Der Gegensatz von Imperial- und Zivilgesellschaft ist für epochal bestimmend gehalten worden (Fleischer 1992), doch erodiert letztere konsumistisch unterm Einfluss TV-vermittelter Zerstreuung. Zumal in den USA erreichen hegemonierelevante Debatten nur eine Minderheit, während die Mehrheit – als ›Nichtwähler‹ – hegemoniepolitisch neutralisiert ist.
II. Der II. Intern. Gramsci-Kongress, der 1967 unter dem Titel »Gramsci und die zeitgenössische Kultur« stattfand, markiert einen Wendepunkt der Gramsci-Rezeption. Die bis dahin dominierende Auffassung, Gramsci sei »Leninist«, bezog sich u.a. auf die folgende Passage der Gefängnishefte: »Mir scheint, Iljitsch hatte verstanden, dass es einer Wende vom Bewegungskrieg, der 1917 siegreich im Osten angewandt worden war, zum Stellungskrieg bedurfte, welcher der einzig mögliche im Westen war […]. Nur dass Iljitsch die Zeit nicht hatte, seine Formel zu vertiefen, wobei auch zu berücksichtigen ist, dass er sie nur theoretisch vertiefen konnte, während die Hauptaufgabe national war, das heißt eine Erkundung des Terrains und eine Fixierung der Elemente von Schützengraben und Festung erforderte, die durch die Elemente der Zivilgesellschaft repräsentiert wurden«. Solche Formulierungen legten nahe, Gramsci habe Kategorien Lenins in die italienische Situation übersetzt. […] Die Auffassung der Nähe/Ferne des H-Begriffs zu Lenin führte zu zwei komplementären Haltungen: Entweder verzichtete die Neue Linke ganz auf Gramsci, der als Ausdruck des diskreditierten sowjetischen Modells erschien, oder man hielt sich allein an den organischen Intellektuellen der Rätebewegung vom Beginn der 1920er Jahre, auf den der Schatten des leninschen Parteikonzepts nicht fallen konnte. […]

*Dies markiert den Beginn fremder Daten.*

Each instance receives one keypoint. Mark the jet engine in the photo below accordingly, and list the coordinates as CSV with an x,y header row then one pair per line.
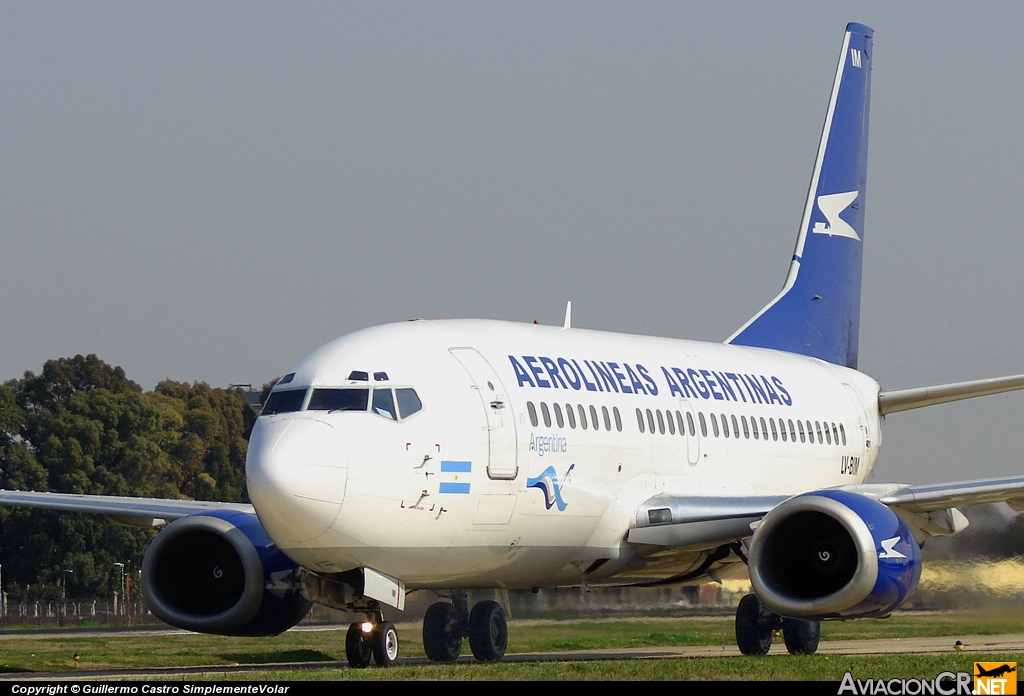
x,y
219,572
834,555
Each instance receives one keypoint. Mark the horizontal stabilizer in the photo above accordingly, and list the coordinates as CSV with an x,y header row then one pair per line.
x,y
926,497
905,399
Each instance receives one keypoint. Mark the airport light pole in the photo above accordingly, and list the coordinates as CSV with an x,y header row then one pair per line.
x,y
64,582
121,588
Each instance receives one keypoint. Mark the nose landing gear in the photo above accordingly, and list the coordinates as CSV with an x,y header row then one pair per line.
x,y
375,639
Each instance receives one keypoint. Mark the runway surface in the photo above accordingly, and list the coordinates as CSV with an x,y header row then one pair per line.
x,y
1007,643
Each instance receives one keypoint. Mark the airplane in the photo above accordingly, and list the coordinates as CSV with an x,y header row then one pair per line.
x,y
451,455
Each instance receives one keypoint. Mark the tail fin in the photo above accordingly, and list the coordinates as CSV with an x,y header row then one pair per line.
x,y
818,311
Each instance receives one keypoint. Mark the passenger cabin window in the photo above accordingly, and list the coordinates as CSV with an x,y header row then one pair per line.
x,y
284,401
339,399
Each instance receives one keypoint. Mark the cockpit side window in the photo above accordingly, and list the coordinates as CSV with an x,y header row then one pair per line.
x,y
384,403
284,401
409,402
339,399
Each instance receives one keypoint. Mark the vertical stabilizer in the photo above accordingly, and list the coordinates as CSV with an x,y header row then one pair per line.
x,y
818,311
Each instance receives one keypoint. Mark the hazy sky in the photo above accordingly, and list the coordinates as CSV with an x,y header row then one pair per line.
x,y
211,190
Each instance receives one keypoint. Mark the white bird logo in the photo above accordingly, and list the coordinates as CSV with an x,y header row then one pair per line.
x,y
830,206
888,549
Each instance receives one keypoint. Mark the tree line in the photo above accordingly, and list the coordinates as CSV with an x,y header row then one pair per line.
x,y
81,426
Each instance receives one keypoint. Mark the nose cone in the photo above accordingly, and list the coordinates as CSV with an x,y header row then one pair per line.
x,y
296,471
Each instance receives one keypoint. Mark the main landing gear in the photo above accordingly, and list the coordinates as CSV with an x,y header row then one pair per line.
x,y
756,623
445,624
372,639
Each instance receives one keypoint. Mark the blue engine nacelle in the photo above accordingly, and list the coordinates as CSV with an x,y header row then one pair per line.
x,y
834,555
219,572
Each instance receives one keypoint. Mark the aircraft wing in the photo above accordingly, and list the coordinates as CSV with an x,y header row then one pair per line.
x,y
140,512
930,510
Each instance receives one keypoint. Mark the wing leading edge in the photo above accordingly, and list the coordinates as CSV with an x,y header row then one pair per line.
x,y
140,512
930,510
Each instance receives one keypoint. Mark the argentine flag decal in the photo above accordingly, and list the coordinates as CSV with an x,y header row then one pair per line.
x,y
456,477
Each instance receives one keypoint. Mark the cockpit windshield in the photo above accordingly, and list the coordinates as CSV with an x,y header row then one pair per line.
x,y
388,402
284,401
339,399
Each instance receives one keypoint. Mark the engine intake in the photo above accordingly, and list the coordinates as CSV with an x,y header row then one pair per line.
x,y
220,573
833,554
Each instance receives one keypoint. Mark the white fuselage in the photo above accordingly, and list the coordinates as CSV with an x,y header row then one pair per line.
x,y
470,490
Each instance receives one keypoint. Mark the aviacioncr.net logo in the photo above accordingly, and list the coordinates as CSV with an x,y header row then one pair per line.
x,y
945,684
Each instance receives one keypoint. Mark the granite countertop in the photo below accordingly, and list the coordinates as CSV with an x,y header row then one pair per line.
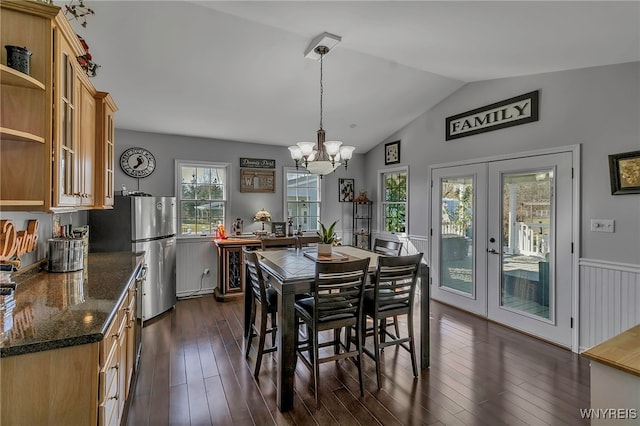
x,y
621,352
55,310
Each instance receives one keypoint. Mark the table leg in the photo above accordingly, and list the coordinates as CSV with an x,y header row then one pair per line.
x,y
424,317
286,348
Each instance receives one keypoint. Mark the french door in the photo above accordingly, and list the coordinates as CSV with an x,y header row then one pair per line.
x,y
502,242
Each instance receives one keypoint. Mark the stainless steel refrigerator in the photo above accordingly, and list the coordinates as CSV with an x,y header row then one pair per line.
x,y
142,223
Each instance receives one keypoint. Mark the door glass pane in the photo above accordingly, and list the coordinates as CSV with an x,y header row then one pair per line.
x,y
456,234
526,224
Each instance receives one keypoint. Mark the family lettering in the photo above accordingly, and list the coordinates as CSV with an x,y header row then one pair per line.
x,y
511,112
16,243
258,163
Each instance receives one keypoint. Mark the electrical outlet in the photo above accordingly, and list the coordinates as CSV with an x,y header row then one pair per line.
x,y
602,225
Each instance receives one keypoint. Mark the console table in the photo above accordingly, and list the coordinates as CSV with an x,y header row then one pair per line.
x,y
231,266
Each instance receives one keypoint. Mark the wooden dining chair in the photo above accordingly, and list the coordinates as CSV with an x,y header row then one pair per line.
x,y
305,240
278,243
336,304
266,299
393,295
389,248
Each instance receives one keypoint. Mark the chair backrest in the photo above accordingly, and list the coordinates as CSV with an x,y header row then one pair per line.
x,y
256,280
277,243
339,287
305,240
395,282
389,248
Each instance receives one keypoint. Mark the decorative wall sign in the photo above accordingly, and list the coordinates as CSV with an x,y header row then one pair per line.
x,y
624,172
137,162
257,180
15,243
257,163
511,112
392,152
345,190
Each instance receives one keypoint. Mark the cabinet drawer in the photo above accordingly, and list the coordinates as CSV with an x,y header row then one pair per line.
x,y
107,381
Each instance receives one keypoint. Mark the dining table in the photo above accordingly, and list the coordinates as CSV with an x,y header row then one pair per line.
x,y
292,271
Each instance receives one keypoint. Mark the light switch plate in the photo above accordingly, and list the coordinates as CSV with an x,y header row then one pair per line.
x,y
602,225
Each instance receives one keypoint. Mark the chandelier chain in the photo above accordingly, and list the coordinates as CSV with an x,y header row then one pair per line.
x,y
321,88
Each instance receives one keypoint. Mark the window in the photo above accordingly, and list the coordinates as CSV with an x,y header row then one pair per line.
x,y
202,196
394,204
303,199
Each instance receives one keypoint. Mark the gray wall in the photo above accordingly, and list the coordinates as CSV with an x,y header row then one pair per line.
x,y
598,108
167,148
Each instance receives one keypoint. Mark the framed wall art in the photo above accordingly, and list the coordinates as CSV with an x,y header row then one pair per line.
x,y
345,190
257,180
392,153
624,173
279,229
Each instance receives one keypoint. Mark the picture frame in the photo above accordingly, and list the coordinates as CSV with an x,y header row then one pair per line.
x,y
279,229
257,180
345,190
391,153
624,173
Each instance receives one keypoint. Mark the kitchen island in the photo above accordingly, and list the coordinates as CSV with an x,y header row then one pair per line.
x,y
69,343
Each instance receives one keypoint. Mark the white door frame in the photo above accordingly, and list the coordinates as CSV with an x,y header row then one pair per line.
x,y
575,151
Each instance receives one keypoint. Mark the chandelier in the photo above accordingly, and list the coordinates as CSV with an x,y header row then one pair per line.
x,y
325,157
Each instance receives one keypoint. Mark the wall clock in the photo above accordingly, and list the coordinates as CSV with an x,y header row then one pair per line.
x,y
137,162
392,152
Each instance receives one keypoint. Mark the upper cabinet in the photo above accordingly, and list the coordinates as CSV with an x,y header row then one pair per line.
x,y
105,143
52,120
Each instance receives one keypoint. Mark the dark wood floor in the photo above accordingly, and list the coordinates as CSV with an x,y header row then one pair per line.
x,y
193,372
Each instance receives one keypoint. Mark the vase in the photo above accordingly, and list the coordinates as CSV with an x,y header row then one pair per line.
x,y
324,249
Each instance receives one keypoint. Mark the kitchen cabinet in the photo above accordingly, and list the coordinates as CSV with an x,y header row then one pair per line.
x,y
50,121
25,133
105,144
83,375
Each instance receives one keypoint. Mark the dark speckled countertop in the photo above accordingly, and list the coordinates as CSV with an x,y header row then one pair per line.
x,y
54,310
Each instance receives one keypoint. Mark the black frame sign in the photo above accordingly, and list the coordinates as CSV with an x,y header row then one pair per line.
x,y
257,163
510,112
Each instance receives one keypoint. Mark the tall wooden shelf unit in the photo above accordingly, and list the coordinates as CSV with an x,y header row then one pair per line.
x,y
362,213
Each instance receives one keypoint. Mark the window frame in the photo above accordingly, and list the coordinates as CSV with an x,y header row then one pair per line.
x,y
226,200
285,171
380,209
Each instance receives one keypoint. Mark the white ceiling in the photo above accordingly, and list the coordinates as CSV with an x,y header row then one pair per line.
x,y
235,70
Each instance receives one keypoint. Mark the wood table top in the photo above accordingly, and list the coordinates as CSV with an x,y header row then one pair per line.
x,y
621,352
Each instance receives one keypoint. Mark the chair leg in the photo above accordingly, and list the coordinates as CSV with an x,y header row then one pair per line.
x,y
376,347
263,331
252,321
316,369
412,346
359,344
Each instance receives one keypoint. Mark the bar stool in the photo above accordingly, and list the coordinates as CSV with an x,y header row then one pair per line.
x,y
267,299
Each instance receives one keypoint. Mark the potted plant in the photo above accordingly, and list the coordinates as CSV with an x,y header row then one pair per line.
x,y
327,237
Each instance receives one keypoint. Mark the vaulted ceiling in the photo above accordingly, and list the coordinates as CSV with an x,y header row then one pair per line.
x,y
236,70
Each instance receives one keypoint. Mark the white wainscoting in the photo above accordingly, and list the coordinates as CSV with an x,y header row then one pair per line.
x,y
193,255
609,300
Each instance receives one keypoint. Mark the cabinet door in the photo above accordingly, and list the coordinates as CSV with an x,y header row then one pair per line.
x,y
105,144
87,142
66,148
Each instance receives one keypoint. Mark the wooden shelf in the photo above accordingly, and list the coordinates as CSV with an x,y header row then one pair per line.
x,y
12,134
16,78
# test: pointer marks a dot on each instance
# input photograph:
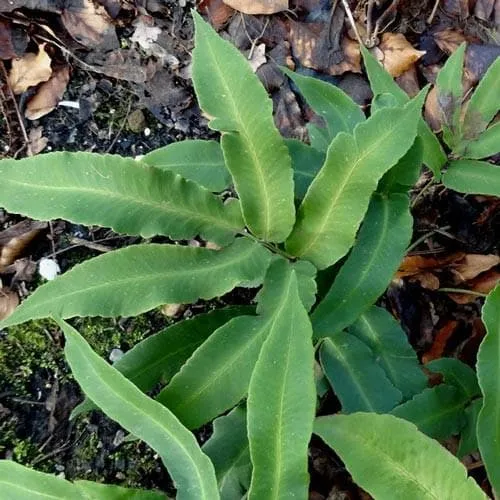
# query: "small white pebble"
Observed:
(48, 269)
(115, 355)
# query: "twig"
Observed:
(18, 113)
(352, 22)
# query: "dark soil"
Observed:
(37, 391)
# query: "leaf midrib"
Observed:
(252, 149)
(164, 206)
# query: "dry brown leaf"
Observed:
(473, 265)
(30, 70)
(397, 53)
(48, 95)
(258, 6)
(90, 25)
(311, 46)
(217, 12)
(449, 40)
(37, 141)
(8, 302)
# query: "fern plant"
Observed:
(252, 369)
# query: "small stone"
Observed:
(136, 121)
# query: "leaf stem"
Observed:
(462, 290)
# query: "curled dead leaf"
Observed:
(30, 70)
(258, 6)
(8, 302)
(48, 95)
(396, 53)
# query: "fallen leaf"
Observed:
(37, 141)
(30, 70)
(258, 57)
(311, 47)
(16, 238)
(48, 95)
(8, 302)
(217, 11)
(258, 6)
(449, 40)
(90, 25)
(397, 54)
(6, 47)
(473, 265)
(440, 340)
(145, 33)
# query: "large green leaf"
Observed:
(196, 160)
(138, 278)
(20, 483)
(116, 192)
(458, 374)
(473, 176)
(338, 198)
(340, 112)
(390, 458)
(488, 372)
(380, 246)
(484, 103)
(217, 375)
(255, 153)
(487, 144)
(159, 357)
(468, 436)
(229, 451)
(437, 411)
(306, 163)
(190, 469)
(281, 403)
(382, 82)
(449, 95)
(389, 343)
(357, 379)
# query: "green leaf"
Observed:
(484, 103)
(231, 94)
(159, 357)
(487, 144)
(355, 376)
(338, 198)
(340, 112)
(438, 411)
(116, 192)
(380, 246)
(488, 372)
(389, 458)
(473, 176)
(196, 160)
(18, 482)
(449, 95)
(190, 469)
(389, 343)
(306, 163)
(138, 278)
(229, 451)
(458, 374)
(405, 173)
(318, 137)
(468, 437)
(217, 375)
(382, 82)
(281, 403)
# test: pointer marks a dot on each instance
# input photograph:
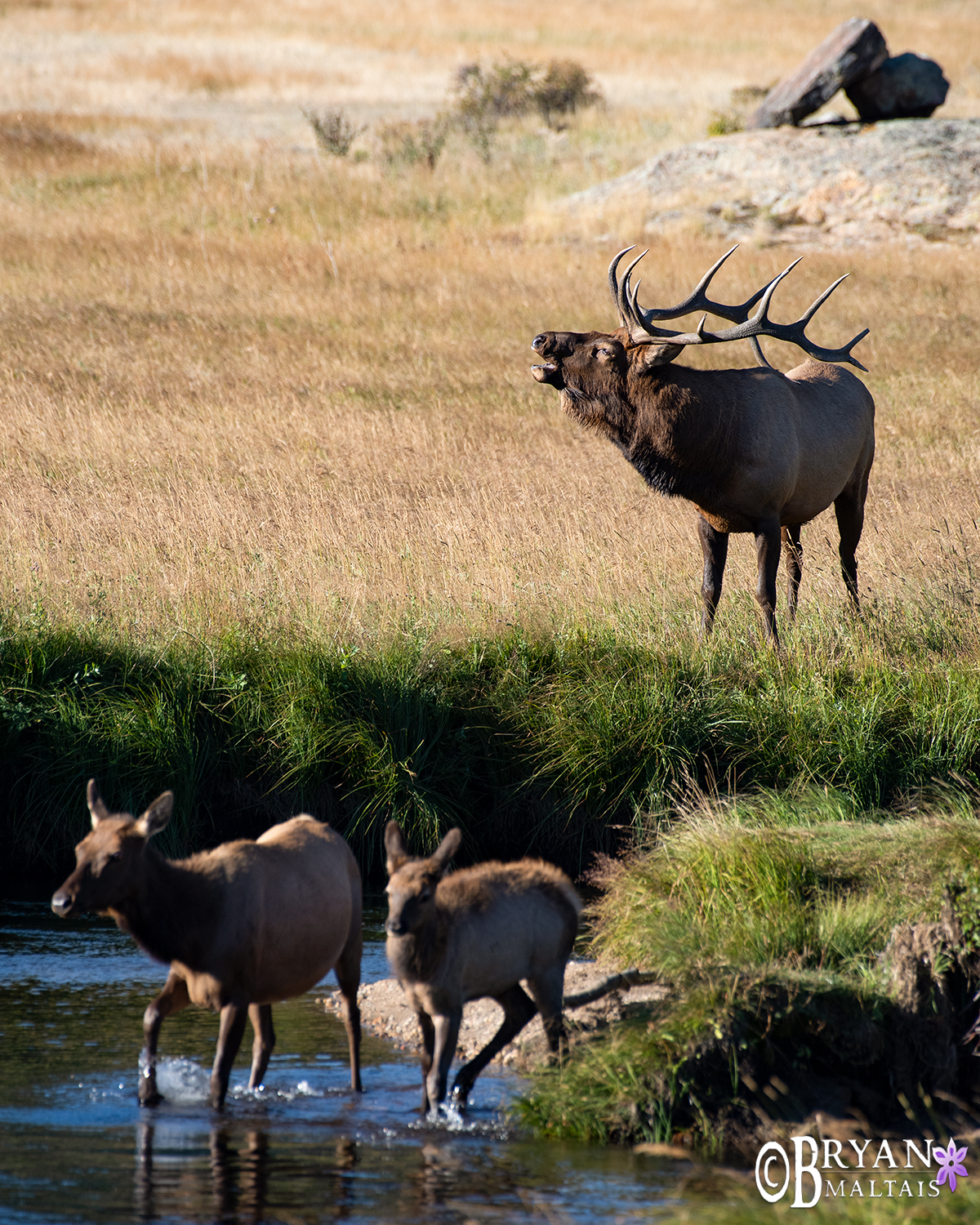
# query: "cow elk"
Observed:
(755, 450)
(243, 925)
(477, 933)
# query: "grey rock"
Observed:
(854, 51)
(915, 179)
(904, 87)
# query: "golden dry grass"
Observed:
(201, 424)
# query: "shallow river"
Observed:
(76, 1147)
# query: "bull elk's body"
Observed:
(754, 450)
(243, 926)
(477, 933)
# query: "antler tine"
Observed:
(614, 284)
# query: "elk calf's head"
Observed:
(108, 860)
(412, 884)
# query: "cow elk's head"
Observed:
(412, 882)
(108, 859)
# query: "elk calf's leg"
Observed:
(173, 997)
(446, 1033)
(794, 566)
(768, 539)
(517, 1012)
(715, 546)
(428, 1050)
(230, 1031)
(260, 1014)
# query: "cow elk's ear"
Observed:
(156, 816)
(658, 354)
(448, 848)
(396, 847)
(96, 806)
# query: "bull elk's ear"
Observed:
(156, 816)
(396, 848)
(96, 806)
(448, 848)
(646, 357)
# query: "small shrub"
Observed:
(564, 87)
(335, 132)
(409, 144)
(514, 87)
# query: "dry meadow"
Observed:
(243, 382)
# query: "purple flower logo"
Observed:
(951, 1161)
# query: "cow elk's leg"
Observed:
(715, 546)
(230, 1033)
(768, 539)
(850, 521)
(794, 566)
(428, 1050)
(446, 1033)
(548, 991)
(260, 1014)
(348, 978)
(517, 1012)
(173, 997)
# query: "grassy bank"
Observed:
(553, 744)
(768, 919)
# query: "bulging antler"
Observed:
(749, 327)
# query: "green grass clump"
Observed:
(766, 919)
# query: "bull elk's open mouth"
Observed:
(546, 372)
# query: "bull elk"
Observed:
(755, 450)
(243, 925)
(477, 933)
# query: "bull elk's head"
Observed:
(412, 884)
(108, 859)
(571, 358)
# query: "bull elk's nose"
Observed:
(61, 903)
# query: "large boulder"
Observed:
(904, 87)
(853, 51)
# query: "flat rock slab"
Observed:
(853, 51)
(385, 1013)
(904, 87)
(911, 179)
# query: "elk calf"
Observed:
(755, 450)
(477, 933)
(243, 926)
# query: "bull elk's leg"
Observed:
(517, 1012)
(850, 521)
(715, 546)
(446, 1033)
(428, 1050)
(794, 568)
(768, 541)
(230, 1031)
(260, 1014)
(173, 997)
(348, 978)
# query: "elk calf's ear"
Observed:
(448, 848)
(96, 806)
(396, 848)
(156, 816)
(646, 357)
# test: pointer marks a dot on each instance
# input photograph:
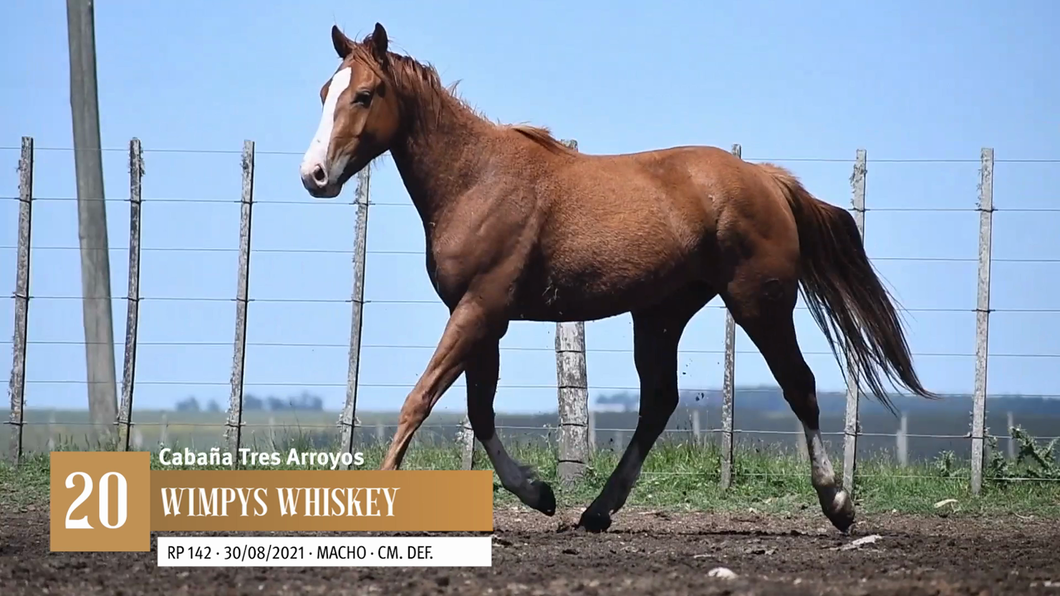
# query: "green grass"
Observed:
(679, 475)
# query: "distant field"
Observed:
(204, 430)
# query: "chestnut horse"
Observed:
(519, 227)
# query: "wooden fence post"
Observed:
(728, 386)
(133, 309)
(902, 440)
(17, 386)
(465, 440)
(982, 316)
(573, 398)
(233, 428)
(349, 419)
(1011, 442)
(850, 426)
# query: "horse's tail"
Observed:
(844, 294)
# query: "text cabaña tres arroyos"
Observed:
(249, 457)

Der H-Begriff ist Ausgangspunkt dafür, dass Gramsci für die Theorie internationaler Beziehungen interessant wurde (Cox 1993; Cox u.a. 1995; Gill 1993; Overbeek 1993), denn die Frage nach dem Übergang von der Struktur zur Sphäre der komplexen Superstrukturen, von den spezifischen Interessen einer Gruppe oder Klasse zur Ausbildung von anscheinend universellen Institutionen und Ideologien berührt sie unmittelbar: Um als nicht-klassenspezifische wahrgenommen zu werden, bedarf es einiger Zugeständnisse an die subalternen Gruppen, »ohne die Führung der hegemonialen Klasse zu untergraben« (Gill 1993).
Darüber hinaus reflektiert der H-Begriff die Krise des Nationalstaats und die Suche nach einem internationalen politischen Subjekt: »die Unterordnung des Zwangsstaats unter eine hegemoniale Politik verwirklicht sich im Prozess der Formierung und des Voranschreitens einer ›Ökonomie auf weltweiter Stufenleiter‹« (…). […] Baratta (2003) [zufolge ist] Gramsci einer der ersten Theoretiker […], welche die Welt in ihrer geopolitischen Konfiguration als eine Einheit aufgefasst haben, die auf der hegemonialen Rolle Amerikas beruht. Gramsci habe den Amerikanismus als ein neues ›Aufblühen‹ des Kapitalismus studiert, nicht als ein faulendes Etwas wie Lenin und eine Unmenge von Nachfolgern (…). Jede sozialistische Transformation würde diese Globalisierung in Rechnung stellen müssen.